Varma Gatha, Chauhan Ritu, Singh Dhananjay
Amity Institute of Information Technology, Amity University, Noida, India.
Center for Computational Biology and Bioinformatics, Amity University, Noida, India.
Cybersecur (Singap). 2022;5(1):26. doi: 10.1186/s42400-022-00129-6. Epub 2022 Aug 3.
The collection of user attributes by service providers is a double-edged sword. They are instrumental in driving statistical analysis to train more accurate predictive models like recommenders. The analysis of the collected user data includes frequency estimation for categorical attributes. Nonetheless, the users deserve privacy guarantees against inadvertent identity disclosures. Therefore algorithms called frequency oracles were developed to randomize or perturb user attributes and estimate the frequencies of their values. We propose , a frequency oracle that used Randomized Aggregatable Privacy-Preserving Ordinal Response (RAPPOR) and Hadamard Response (HR) for randomization in combination with fake data. The design of a service-oriented architecture must consider two types of complexities, namely computational and communication. The functions of such systems aim to minimize the two complexities and therefore, the choice of privacy-enhancing methods must be a calculated decision. The variant of RAPPOR we had used was realized through bloom filters. A bloom filter is a memory-efficient data structure that offers time complexity of O(1). On the other hand, HR has been proven to give the best communication costs of the order of log(b) for b-bits communication. Therefore, is a step towards frequency oracles that exhibit how privacy provisions of existing methods can be combined with those of fake data to achieve statistical results comparable to the original data. also implemented an adaptive solution enhanced from the work of Arcolezi et al. The use of RAPPOR was found to provide better privacy-utility tradeoffs for specific privacy budgets in both high and general privacy regimes.
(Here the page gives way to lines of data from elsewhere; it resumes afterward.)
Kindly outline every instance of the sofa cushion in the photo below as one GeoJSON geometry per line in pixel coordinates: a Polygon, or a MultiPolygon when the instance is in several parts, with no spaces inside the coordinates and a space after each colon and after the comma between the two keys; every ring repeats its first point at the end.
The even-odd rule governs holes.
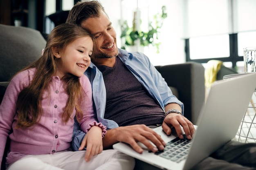
{"type": "Polygon", "coordinates": [[[0,24],[0,82],[39,58],[46,44],[38,31],[0,24]]]}

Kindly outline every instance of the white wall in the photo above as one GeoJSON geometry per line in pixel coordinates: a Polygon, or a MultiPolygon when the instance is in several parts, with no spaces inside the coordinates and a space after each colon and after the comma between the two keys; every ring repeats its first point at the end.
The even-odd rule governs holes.
{"type": "MultiPolygon", "coordinates": [[[[158,11],[162,6],[165,5],[167,13],[167,18],[164,21],[159,37],[162,42],[160,53],[157,54],[155,49],[152,47],[144,49],[144,53],[149,57],[154,65],[182,63],[186,61],[184,41],[183,39],[184,32],[184,0],[159,0],[157,4],[149,6],[149,11],[151,13],[155,9],[158,11]]],[[[152,1],[148,0],[149,4],[151,4],[150,1],[152,1]]],[[[117,46],[120,48],[121,27],[118,22],[121,18],[121,0],[101,0],[100,2],[117,32],[117,46]]],[[[155,2],[155,0],[154,2],[155,2]]],[[[136,5],[134,4],[135,6],[136,5]]]]}

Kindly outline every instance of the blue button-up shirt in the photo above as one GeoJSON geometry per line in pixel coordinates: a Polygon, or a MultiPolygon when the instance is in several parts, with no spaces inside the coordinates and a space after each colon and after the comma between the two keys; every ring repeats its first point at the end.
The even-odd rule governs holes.
{"type": "MultiPolygon", "coordinates": [[[[173,94],[161,74],[146,55],[140,52],[128,53],[121,49],[119,50],[117,57],[143,85],[151,96],[158,102],[164,111],[164,106],[167,104],[176,103],[180,106],[183,113],[183,104],[173,94]]],[[[97,113],[99,121],[109,129],[119,127],[113,120],[104,118],[106,93],[102,74],[94,64],[91,63],[85,74],[91,82],[94,111],[97,113]]],[[[75,123],[72,145],[73,150],[78,150],[85,135],[85,133],[80,130],[79,126],[75,123]]]]}
{"type": "MultiPolygon", "coordinates": [[[[161,75],[146,56],[141,53],[128,53],[121,49],[119,50],[118,57],[148,91],[151,96],[158,102],[164,111],[164,106],[167,104],[176,103],[181,106],[183,113],[183,104],[173,95],[161,75]]],[[[92,63],[85,74],[92,84],[95,109],[99,121],[109,129],[118,127],[115,121],[104,118],[106,94],[102,74],[92,63]]]]}

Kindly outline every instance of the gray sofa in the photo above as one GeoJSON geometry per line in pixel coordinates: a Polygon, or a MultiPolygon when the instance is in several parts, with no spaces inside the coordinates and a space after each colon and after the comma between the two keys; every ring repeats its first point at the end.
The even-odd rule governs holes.
{"type": "MultiPolygon", "coordinates": [[[[0,24],[0,42],[1,102],[10,79],[18,70],[40,57],[46,41],[37,30],[0,24]]],[[[184,103],[184,116],[195,124],[204,101],[204,67],[191,62],[155,67],[184,103]]],[[[7,144],[7,150],[8,142],[7,144]]],[[[4,159],[5,157],[3,158],[4,159]]],[[[4,163],[3,160],[1,170],[5,169],[4,163]]]]}

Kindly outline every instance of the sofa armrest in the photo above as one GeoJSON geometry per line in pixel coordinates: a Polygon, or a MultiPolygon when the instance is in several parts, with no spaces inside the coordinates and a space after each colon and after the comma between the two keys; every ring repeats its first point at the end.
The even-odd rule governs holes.
{"type": "Polygon", "coordinates": [[[168,86],[177,89],[184,104],[184,116],[195,124],[204,102],[204,68],[200,63],[185,63],[155,66],[168,86]]]}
服务提供商收集用户属性是一把双刃剑。它们有助于推动统计分析,以训练更准确的预测模型,如推荐系统。对收集到的用户数据进行分析包括对分类属性的频率估计。尽管如此,用户应得到防止身份意外泄露的隐私保障。因此,开发了称为频率预言机的算法来对用户属性进行随机化或扰动,并估计其值的频率。我们提出了一种频率预言机,它使用随机可聚合隐私保护有序响应(RAPPOR)和哈达玛响应(HR)进行随机化,并结合虚假数据。面向服务架构的设计必须考虑两种类型的复杂性,即计算复杂性和通信复杂性。此类系统的功能旨在最小化这两种复杂性,因此,选择隐私增强方法必须是经过深思熟虑的决定。我们使用的RAPPOR变体是通过布隆过滤器实现的。布隆过滤器是一种内存高效的数据结构,其时间复杂度为O(1)。另一方面,已证明HR在b位通信时能提供最佳的通信成本,约为log(b)。因此,这是朝着频率预言机迈出的一步,展示了如何将现有方法的隐私规定与虚假数据的隐私规定相结合,以获得与原始数据相当的统计结果。我们还实现了一种从Arcolezi等人的工作中增强而来的自适应解决方案。研究发现,在高隐私和一般隐私模式下,对于特定的隐私预算,使用RAPPOR能提供更好的隐私-效用权衡。